Prishtina/Wien - Der Anfang vom Ende wurde schon vor einem Jahr nach ein paar Drinks in dem Lokal Zanzibar in Prishtina ausgeheckt. Damals beschloss die Demokratische Partei (PDK) unter Premier Hashim Thaçi die Koalition mit der Demokratischen Liga (LDK) zu beenden. Und zwar per SMS. Die Zanzibar-Affäre löste eine kurze aber heftige Regierungskrise aus, bis die "Internationals" (den größten Einfluss auf die kosovarische Führung übt die US-Botschaft aus) die Politiker wieder zur Räson riefen.
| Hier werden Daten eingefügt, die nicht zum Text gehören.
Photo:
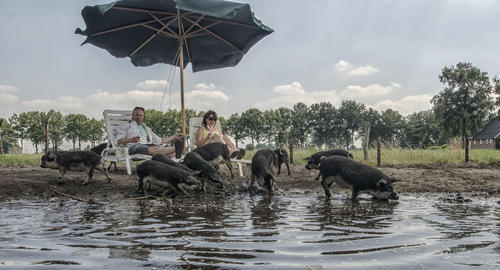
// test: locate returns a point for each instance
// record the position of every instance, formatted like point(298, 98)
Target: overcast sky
point(385, 54)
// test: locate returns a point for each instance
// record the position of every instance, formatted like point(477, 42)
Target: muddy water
point(281, 232)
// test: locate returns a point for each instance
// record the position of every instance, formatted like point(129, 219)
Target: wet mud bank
point(24, 182)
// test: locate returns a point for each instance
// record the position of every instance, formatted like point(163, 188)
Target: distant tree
point(465, 102)
point(75, 128)
point(95, 131)
point(56, 128)
point(234, 127)
point(496, 82)
point(300, 127)
point(20, 125)
point(36, 132)
point(421, 130)
point(351, 114)
point(392, 125)
point(323, 119)
point(284, 124)
point(252, 123)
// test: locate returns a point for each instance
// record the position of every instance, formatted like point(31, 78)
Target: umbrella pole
point(181, 65)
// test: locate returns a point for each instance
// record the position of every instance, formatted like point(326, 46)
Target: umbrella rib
point(215, 35)
point(161, 31)
point(146, 42)
point(199, 30)
point(162, 23)
point(126, 26)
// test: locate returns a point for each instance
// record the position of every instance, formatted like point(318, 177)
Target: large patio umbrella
point(209, 34)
Doch das Misstrauen war da bereits gesät.

Nun, ein Jahr danach, finden nicht nur die ersten - um ein halbes Jahr vorgezogenen - Parlamentswahlen seit der Unabhängigkeit des Kosovo im Jahr 2008 statt, mit ihnen wird auch eine neue Ära in der Nachkriegsgeschichte des jungen Landes beginnen. Denn die PDK und die LDK unter ihrem neuen Chef, dem Bürgermeister von Prishtina, Isa Mustafa, werden nach der Wahl am 12. Dezember keine große Koalition mehr eingehen. Laut Umfragen liegt die PDK mit etwa 30 Prozent vorne. Thaçi dürfte eine Koalition mit der AKR des reichen kosovarisch-schweizerischen Bauunternehmers Behgjet Isa Pacolli und Abgeordneten der Minderheiten eingehen.In dem Fall ist mit einer starken Opposition zu rechnen, was einen neuen Demokratisierungsschub auslösen könnte, weil auch die Rolle des Parlaments gestärkt würde. Analysten wie Krenar Gashi von der NGO Kipred sprechen von einer "neuen politischen Ära".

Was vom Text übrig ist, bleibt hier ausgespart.